There are special ‘sweat’ songs with moves designed to make you, well… sweat. You can tell that a lot of thought has been put into the choreography, as there are a variety of moves that take advantage of motion control, making you do both simple, slow moves and faster, more pronounced punches and pounds. Just as you feel the burn of exercise is getting too much, the game will switch from these back to the easier moves to allow you to catch your breath before jumping straight back into the twists and turns. Phew! Tough stuff!

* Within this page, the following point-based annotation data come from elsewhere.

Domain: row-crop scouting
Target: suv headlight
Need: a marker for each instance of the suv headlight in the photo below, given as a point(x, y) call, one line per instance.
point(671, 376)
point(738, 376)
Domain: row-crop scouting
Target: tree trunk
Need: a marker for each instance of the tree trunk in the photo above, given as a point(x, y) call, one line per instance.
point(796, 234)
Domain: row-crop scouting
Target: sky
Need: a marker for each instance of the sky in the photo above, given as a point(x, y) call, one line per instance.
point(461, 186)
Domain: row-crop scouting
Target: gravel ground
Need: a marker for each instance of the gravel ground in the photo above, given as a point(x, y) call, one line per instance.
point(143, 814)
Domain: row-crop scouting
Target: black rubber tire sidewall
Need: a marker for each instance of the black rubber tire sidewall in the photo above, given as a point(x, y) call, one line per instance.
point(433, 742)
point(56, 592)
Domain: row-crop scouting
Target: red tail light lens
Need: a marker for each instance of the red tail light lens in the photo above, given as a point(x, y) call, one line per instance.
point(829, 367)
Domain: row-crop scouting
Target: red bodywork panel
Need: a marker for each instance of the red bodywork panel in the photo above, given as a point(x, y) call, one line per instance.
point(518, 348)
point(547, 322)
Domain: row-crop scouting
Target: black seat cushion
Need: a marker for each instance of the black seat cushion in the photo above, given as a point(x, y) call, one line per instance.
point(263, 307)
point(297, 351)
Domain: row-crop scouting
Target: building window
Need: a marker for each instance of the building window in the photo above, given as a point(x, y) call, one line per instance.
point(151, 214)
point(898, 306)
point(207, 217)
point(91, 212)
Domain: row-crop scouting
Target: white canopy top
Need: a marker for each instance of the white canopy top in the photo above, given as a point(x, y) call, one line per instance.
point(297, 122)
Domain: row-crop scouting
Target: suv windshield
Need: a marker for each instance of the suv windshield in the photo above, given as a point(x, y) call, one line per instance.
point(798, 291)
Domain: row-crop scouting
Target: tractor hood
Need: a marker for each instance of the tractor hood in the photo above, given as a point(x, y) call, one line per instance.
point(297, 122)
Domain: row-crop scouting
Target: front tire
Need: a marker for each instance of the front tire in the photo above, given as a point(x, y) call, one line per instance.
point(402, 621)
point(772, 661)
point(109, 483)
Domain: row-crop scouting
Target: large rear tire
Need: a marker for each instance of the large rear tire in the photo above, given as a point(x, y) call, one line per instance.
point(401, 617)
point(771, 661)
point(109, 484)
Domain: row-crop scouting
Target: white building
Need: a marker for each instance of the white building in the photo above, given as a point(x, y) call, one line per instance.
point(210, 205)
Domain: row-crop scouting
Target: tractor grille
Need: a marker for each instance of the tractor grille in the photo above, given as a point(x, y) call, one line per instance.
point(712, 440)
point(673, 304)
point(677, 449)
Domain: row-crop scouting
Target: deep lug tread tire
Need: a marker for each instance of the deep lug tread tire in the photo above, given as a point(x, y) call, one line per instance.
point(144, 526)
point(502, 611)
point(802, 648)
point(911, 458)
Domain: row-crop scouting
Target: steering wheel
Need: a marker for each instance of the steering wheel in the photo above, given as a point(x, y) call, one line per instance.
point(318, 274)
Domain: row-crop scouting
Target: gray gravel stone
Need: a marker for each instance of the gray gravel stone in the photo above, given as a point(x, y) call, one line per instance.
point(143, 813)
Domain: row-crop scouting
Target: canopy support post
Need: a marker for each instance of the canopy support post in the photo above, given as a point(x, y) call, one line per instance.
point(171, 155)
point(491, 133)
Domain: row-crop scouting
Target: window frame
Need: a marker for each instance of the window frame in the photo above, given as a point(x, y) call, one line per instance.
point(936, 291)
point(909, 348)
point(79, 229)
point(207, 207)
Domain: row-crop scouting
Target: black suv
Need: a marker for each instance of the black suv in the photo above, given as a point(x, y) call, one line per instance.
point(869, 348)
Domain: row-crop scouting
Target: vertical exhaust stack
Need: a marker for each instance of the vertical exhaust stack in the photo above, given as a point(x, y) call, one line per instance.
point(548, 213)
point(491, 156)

Dance and perform well enough and you unlock new songs and modes such as Simon Says and Mash-ups where lots of dance routines from the whole series are all pushed into one song. When first playing the game, I was sceptical about this idea as the dances are all unique and suited for the song they’re put to, however, it worked quite well and was very enjoyable, if not a little difficult to pick up as the dancers change every few seconds and you suddenly have to change your style. Saying that, it can be picked up very quickly and becomes yet another enjoyable way to play the game. If you have a whole party going, an extra mode of ‘Hold My Hand’ is available, allowing two people to share one Wii remote and dance together, letting eight people play the game at once. Unfortunately, due to the size of most people’s living rooms or bedrooms, this mode is often ignored though it offers great potential in providing a game that can be played by every member of your family at once.
The graphics are bordering on cartoon and can only be described as kooky, which, depending on the song you’re bopping along to, isn’t always a positive aspect. For example, old songs such as ‘Something Stupid’, you’d expect to see a more realistic style and it spoils the immersion of the romantic dance moves somewhat. As well as this, the colours are very loud on most songs and can be quite distracting; ruining your perfect 100% streak and crushing any dreams you had of becoming a backing dancer. This isn’t helped along by the backgrounds which, because of the style and colours, are rather garish and borderline ridiculous, something you’d expect to see Dora the Explorer run into, which may put off many older adults from giving the game a try, though certainly attracts the players that may be too young to grasp the speed and difficulty of half the game.
Forgetting these problems, however, and you have a true masterpiece of a game that bundles both exercise and enjoyment into one small, £35 package that just about anyone can pick up and enjoy. So grab the controller (which may be yourself in the case of the Kinect version) and watch as your room transforms into a nightclub and all eyes are on you.
Just Dance 3 boogies on up to a respectable 7/10.